Aimia Inc. has announced:

that all of its 2,161,865 Cumulative Floating Rate Preferred Shares, Series 2 (the “Series 2 Preferred Shares”) will be converted into Cumulative Rate Reset Preferred Shares, Series 1 (the “Series 1 Preferred Shares”) on March 31, 2020. During the conversion notice period, which commenced on March 2, 2020 and ended at 5:00 p.m. (Montreal time) on March 16, 2020, 1,774,254 Series 2 Preferred Shares were tendered for conversion into Series 1 Preferred Shares.
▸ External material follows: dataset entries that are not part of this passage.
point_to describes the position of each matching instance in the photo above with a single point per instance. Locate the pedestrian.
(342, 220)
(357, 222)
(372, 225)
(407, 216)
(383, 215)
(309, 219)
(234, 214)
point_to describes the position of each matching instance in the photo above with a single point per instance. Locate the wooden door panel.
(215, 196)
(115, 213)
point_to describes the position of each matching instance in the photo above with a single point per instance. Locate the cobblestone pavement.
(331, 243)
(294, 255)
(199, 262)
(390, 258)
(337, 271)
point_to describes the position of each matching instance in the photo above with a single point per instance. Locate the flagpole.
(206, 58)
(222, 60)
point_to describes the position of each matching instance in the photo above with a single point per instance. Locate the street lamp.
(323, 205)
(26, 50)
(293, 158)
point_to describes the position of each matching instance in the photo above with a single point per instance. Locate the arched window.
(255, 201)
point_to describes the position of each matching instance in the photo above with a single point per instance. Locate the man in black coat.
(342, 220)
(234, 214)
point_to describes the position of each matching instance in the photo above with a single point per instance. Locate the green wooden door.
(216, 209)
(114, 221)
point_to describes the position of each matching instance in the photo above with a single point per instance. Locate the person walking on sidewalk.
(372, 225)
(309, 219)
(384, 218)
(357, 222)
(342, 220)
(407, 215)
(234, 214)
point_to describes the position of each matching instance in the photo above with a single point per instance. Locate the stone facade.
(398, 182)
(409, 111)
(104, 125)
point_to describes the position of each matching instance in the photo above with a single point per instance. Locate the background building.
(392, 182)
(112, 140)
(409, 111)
In accordance with the rights, privileges, restrictions and conditions attaching to the Series 2 Preferred Shares and the Series 1 Preferred Shares, since there would be fewer than 1,000,000 Series 2 Preferred Shares outstanding on March 31, 2020, after having taken into account all Series 2 Preferred Shares tendered for conversion into Series 1 Preferred Shares, all Series 2 Preferred Shares will be automatically converted into Series 1 Preferred Shares on March 31, 2020.
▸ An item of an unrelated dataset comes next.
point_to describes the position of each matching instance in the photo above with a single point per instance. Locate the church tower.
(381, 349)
In addition, despite the fact that, during the conversion notice period, 17,370 Series 1 Preferred Shares were tendered for conversion into Series 2 Preferred Shares, since there would be fewer than 1,000,000 Series 2 Preferred Shares outstanding on March 31, 2020, after having taken into account all Series 1 Preferred Shares tendered for conversion into Series 2 Preferred Shares, holders of Series 1 Preferred Shares who elected to tender their shares for conversion will not have their Series 1 Preferred Shares converted into Series 2 Preferred Shares on March 31, 2020 in accordance with the rights, privileges, restrictions and conditions attaching to the Series 1 Preferred Shares and the Series 2 Preferred Shares. As a result, no Series 2 Preferred Shares will be issued on March 31, 2020, all 2,161,865 Series 2 Preferred Shares will be automatically converted into Series 1 Preferred Shares on March 31, 2020 and no Series 2 Preferred Shares will remain issued and outstanding after March 31, 2020. As a result of the foregoing, after March 31, 2020, there will be 5,083,140 issued and outstanding Series 1 Preferred Shares, all of which will be listed on the Toronto Stock Exchange.
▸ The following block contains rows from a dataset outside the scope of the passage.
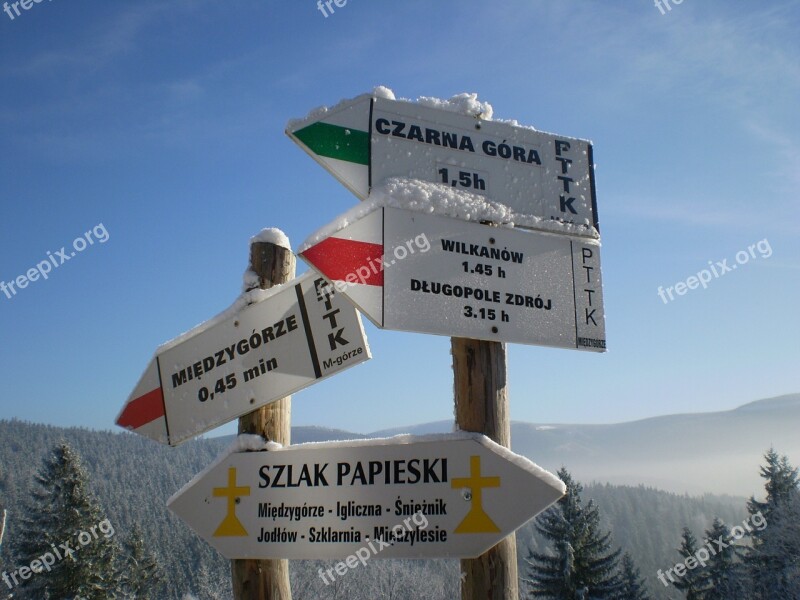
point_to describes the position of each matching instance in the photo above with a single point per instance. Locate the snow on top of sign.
(382, 91)
(244, 442)
(439, 199)
(356, 213)
(245, 299)
(272, 235)
(464, 103)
AIM.PR.A is a FixedReset, 4.50%+375, assigned to the Scraps-FixedReset (Discount) subindex. It commenced trading as AER.PR.A with an initial dividend rate of 6.50% on 2010-1-20 after being announced 2010-1-12. AIM.PR.A changed its ticker from AER.PR.A in October, 2011. The first extension was reported on PrefBlog and the reset to 4.50% was announced 2015-3-2. I recommended against conversion. There was a 43% conversion to the FloatingReset, AIM.PR.B in 2015. The 2020 extension was announced 2020-2-25. AIM.PR.A will reset to 4.802% effective 2020-3-31; at that time I opined that a decision on whether to convert or hold should be made according to each investor’s circumstances.

AIM.PR.B commenced trading 2015-3-31 as the result of the 43% conversion from AIM.PR.A noted above. I opined that a decision on whether to convert or hold should be made according to each investor’s circumstances. AIM.PR.B will cease to exist on 2020-3-31.